Agentic Development with Claude Code: The Setup That Actually Works

Most developers use Claude Code like a chatbot. They type a question, get an answer, type another question. Each session starts from zero. No memory of what you built yesterday, no reusable patterns, no quality standards.

That is not agentic development. That is autocomplete with extra steps.

TL;DR Claude Code becomes a production system when you give it three things: persistent memory (CLAUDE.md + MEMORY.md), specialized agents (20+ prompt files with scoring rubrics), and automated pipelines (skills that chain agents with quality gates). This article shows the exact setup that produces the published articles you can browse at az365.ai/blog.

What Makes Development “Agentic”?

A chatbot answers questions. An agent completes tasks. The difference is not the model - it is the environment you build around it.

An agentic setup has four layers:

Project instructions that persist across sessions (CLAUDE.md, AGENTS.md)
Memory that accumulates knowledge over time (feedback, preferences, project state)
Specialized agents with defined roles, inputs, outputs, and quality gates
Skills that chain agents into repeatable pipelines

Without these layers, every session is a blank slate. With them, session 50 is dramatically more productive than session 1 because the system has learned your codebase, your preferences, and your quality standards.

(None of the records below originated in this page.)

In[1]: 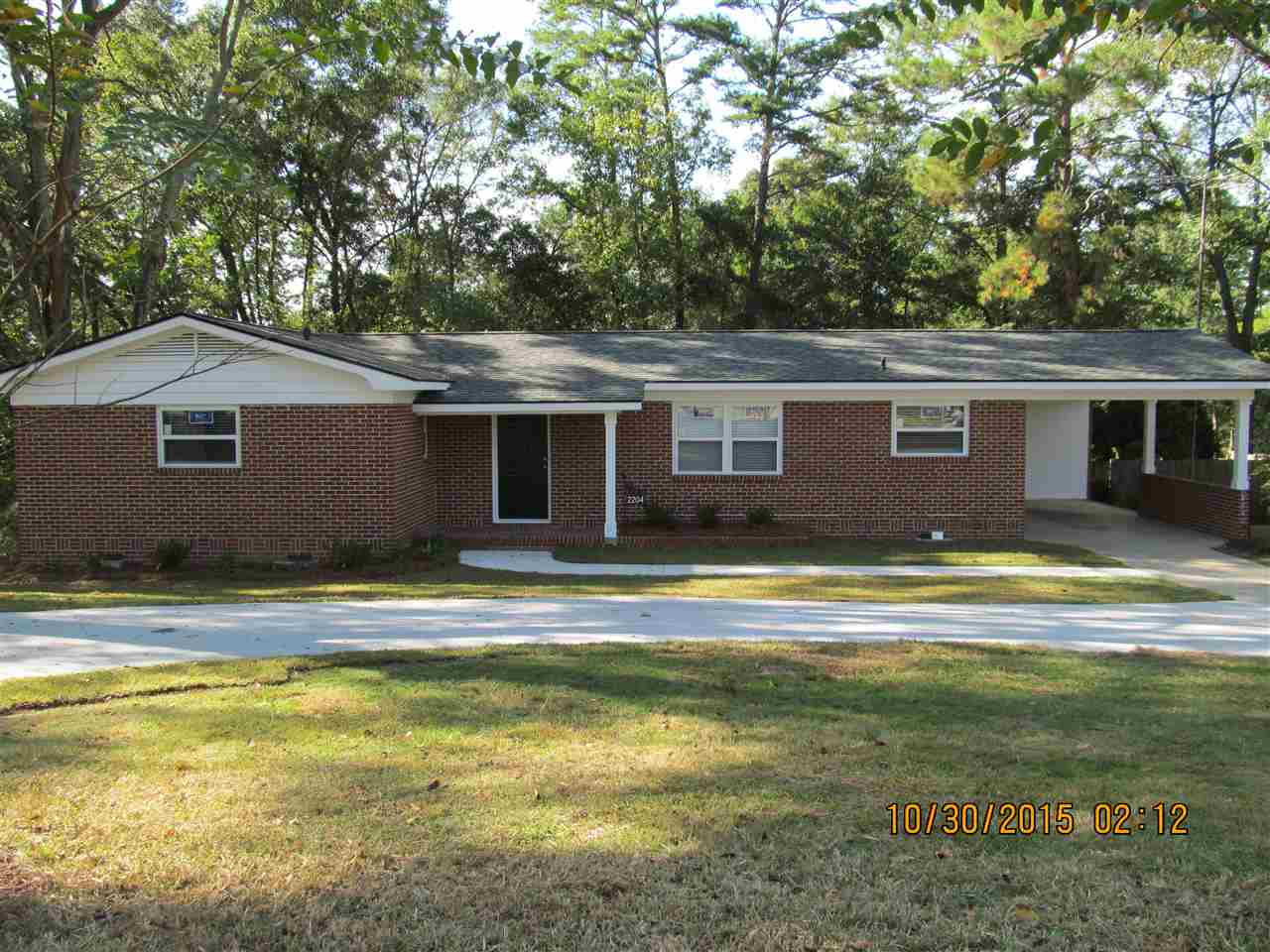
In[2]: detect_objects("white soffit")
[414,401,644,416]
[644,381,1270,401]
[0,314,449,391]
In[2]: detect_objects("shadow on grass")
[0,644,1270,952]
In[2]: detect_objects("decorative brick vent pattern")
[14,405,436,558]
[1138,472,1252,540]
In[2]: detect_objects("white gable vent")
[119,331,195,363]
[121,331,262,367]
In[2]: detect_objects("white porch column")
[1142,400,1156,472]
[1230,398,1252,490]
[604,410,617,539]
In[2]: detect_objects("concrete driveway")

Agentic development pipeline showing four layers from project instructions through memory, agents, and skills

Layer 1: Project Instructions (CLAUDE.md)

CLAUDE.md is the file Claude Code reads at the start of every session. It is your leverage point. Every instruction there saves you from repeating yourself in every conversation.

A minimal CLAUDE.md points to your real instructions:

# Claude Instructions
All project rules are in: **[AGENTS.md](./AGENTS.md)**
Read that file in full before writing any code.

AGENTS.md contains the operational details: project structure, coding rules, common mistakes to avoid, MCP server references, and the full agent inventory. Keeping instructions in a separate file means you can update them without touching the root config.

What goes in project instructions

Technology stack with exact versions (not “use React” but “Astro 5.x + Tailwind CSS 4.x via @tailwindcss/vite”)
Common mistakes with fixes (a table of past failures prevents repeating them)
MCP servers with tool descriptions and workflows
CLI commands so the agent can operate your tools without guessing syntax
Writing rules if your project involves content (no em dashes, no AI slop phrases)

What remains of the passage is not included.